ПОБЕДЫ ОКРЫЛЯЮТ, ПОРАЖЕНИЯ УЧАТ.
ДУМАТЬ, НО НЕ МЕДЛИТЬ, СОМНЕВАТЬСЯ,
НО НЕ ОСТАНАВЛИВАТЬСЯ.
На самой доске осталась плохо стертая надпись, сделанная кем-то из курсантов: «Зато мы делаем ра-кеты».
Став в середине класса, капитан-инструктор дождался идеальной тишины и приступил к очередному занятию.
– Перед вами портрет человека, – начал он ровным монотонным и по случаю лишенным эмоций голосом. – Он русский. Несколько лет работал на английскую разведку. В 1976 году был разоблачен сотрудниками советской контрразведки, позже осужден и расстрелян. Внимательно вглядитесь в него, в каждую черту его лица. Спросите себя, что вы чувствуете в целом. Затем опишите на бумаге – не менее полутора тысяч знаков, – что настораживает вас в его облике, на что в первую очередь вы обратили внимание. Или обратили бы внимание. Вопросы?
Вопросов не было, и психолог перешел в аудиторию «Б». Повесив на доске копию того портрета, Колчин взял все тот же бесстрастный тон.
– Перед вами портрет человека. Он англичанин. Несколько лет работал на советскую разведку. Отмечен высокими наградами советского правительства. Внимательно вглядитесь в него… Вопросы?
– Не сейчас, – по привычке дерзнул офицеру Бережной.
Олег хмыкнул и, отметив время, предупредил:
– Не менее двух страниц вашим убористым. Начали.
Аудитория «В».
– Перед вами портрет человека. Два варианта: он может быть либо советским, либо английским разведчиком. Внимательно вглядитесь в него…
В данное время психолог Олег Колчин выступал в привычном для себя качестве субъекта нейролингвистического воздействия (инструктора) на сознание курсантов, меняя их мотивацию специально подобранной программой, известной еще с советских времен. Следующий этап – это реальная помощь сопротивляться навязываемому мнению и построению собственной, возможно, истинной точки зрения.
Может быть, в связи с этим взгляд его надолго задержался на командире седьмой лодки Климове. Экипажу Клима дали отдохнуть два дня, и вот они всем составом корпят над очередным «изощренным» заданием психолога.
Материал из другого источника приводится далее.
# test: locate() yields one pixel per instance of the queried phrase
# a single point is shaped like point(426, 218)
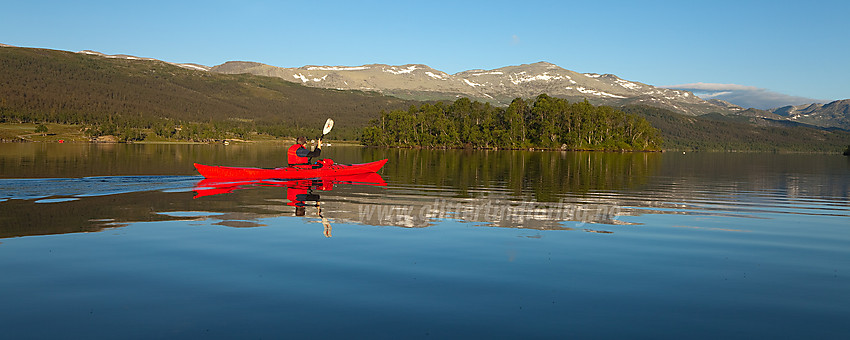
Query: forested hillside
point(547, 122)
point(120, 96)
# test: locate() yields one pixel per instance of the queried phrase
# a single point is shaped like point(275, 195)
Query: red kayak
point(292, 172)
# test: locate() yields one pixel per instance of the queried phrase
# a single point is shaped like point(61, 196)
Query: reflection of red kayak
point(209, 187)
point(226, 172)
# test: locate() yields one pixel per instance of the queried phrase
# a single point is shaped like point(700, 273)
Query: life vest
point(292, 156)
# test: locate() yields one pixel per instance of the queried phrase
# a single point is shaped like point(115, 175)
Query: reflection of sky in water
point(36, 188)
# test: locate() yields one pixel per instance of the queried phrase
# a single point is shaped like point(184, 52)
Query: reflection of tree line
point(543, 174)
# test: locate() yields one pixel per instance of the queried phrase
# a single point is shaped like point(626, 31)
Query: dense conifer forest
point(546, 123)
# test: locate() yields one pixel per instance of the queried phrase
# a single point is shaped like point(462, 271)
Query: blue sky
point(794, 48)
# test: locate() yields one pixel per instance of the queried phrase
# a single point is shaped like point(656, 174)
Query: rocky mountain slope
point(498, 86)
point(834, 114)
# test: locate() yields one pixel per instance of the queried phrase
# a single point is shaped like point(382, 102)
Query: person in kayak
point(298, 154)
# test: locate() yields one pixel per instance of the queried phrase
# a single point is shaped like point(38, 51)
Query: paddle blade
point(328, 126)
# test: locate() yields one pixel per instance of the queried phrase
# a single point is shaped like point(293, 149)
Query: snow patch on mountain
point(436, 76)
point(398, 70)
point(593, 92)
point(518, 78)
point(471, 83)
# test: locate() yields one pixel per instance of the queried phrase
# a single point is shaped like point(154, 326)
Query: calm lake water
point(126, 241)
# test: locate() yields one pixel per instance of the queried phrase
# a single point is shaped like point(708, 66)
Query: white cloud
point(744, 96)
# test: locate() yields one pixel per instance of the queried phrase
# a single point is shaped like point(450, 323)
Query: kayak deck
point(215, 171)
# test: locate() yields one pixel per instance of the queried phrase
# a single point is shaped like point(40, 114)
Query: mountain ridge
point(498, 86)
point(501, 85)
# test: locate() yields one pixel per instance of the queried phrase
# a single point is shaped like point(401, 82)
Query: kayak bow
point(214, 171)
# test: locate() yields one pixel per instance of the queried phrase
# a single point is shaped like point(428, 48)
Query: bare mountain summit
point(498, 86)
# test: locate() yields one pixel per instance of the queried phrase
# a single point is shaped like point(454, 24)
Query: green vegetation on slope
point(546, 122)
point(733, 133)
point(123, 97)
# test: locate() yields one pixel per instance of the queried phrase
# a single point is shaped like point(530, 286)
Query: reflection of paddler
point(300, 192)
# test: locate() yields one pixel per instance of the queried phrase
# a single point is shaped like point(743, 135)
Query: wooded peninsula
point(545, 123)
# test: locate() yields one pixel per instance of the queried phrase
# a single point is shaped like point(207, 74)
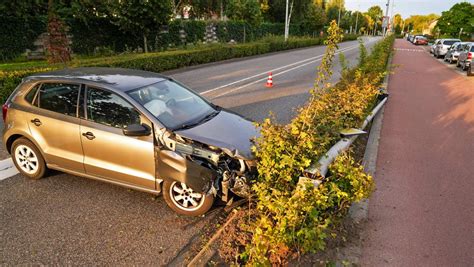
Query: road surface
point(64, 219)
point(422, 213)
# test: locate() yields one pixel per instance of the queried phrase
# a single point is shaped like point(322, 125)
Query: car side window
point(58, 97)
point(31, 94)
point(108, 108)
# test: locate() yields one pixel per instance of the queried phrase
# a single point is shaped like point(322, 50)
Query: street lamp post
point(339, 15)
point(384, 19)
point(286, 21)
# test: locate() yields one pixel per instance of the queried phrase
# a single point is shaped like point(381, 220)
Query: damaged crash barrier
point(317, 172)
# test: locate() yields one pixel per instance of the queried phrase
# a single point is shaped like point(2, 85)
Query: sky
point(405, 7)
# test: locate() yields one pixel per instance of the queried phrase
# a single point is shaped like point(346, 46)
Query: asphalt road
point(64, 219)
point(422, 213)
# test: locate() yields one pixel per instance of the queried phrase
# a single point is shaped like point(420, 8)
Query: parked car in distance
point(432, 47)
point(453, 52)
point(442, 47)
point(420, 40)
point(132, 128)
point(465, 56)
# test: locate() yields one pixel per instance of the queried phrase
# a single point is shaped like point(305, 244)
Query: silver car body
point(454, 51)
point(433, 46)
point(443, 45)
point(463, 60)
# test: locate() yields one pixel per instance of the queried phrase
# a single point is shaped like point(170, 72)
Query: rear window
point(59, 97)
point(450, 42)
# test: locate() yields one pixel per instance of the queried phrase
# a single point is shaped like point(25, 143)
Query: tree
point(248, 10)
point(397, 23)
point(136, 16)
point(58, 43)
point(418, 23)
point(335, 3)
point(376, 14)
point(459, 16)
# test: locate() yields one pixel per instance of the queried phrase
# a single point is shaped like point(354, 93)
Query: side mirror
point(137, 130)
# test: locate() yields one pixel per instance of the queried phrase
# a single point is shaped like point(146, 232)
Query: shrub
point(294, 219)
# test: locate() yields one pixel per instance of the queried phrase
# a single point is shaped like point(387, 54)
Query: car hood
point(230, 132)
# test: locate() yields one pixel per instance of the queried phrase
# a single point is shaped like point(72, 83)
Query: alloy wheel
point(26, 159)
point(185, 198)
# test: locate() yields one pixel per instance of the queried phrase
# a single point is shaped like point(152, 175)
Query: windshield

Капитан Олег Колчин встречал группу Климова на пирсе военно-морской базы. Солнце стояло в зените, с востока тянул легкий бриз, гоня перед собой стадо белокурых облаков. По виду старшего сержанта, по нарочито размашистым движениям капитан заключил, что обвинительных речей в свой адрес не услышит. Точнее, упреков. Такое в его шестилетней практике встречалось крайне редко. Бывает, конечно, вспылит по незнанию какой-нибудь курсант. А когда растолкуешь ему, что и как, что приказ – дело святое, а кроме приказа, существуют всевозможные провокации со стороны противника, расползется как опара на сковородке, принимая желательную и окончательную форму.
Вообще эта операция была подготовлена лично Колчиным и одобрена гримасой начальника курса. Цель ее – учиться выполнять приказ в любом случае, какие бы сомнения в нем ни присутствовали. Капитан и в качестве медиков привлек военнослужащих из воинской части, дислоцированной в Кизляре, и на протяжении недели на политзанятиях говорил о похищении бригады медиков.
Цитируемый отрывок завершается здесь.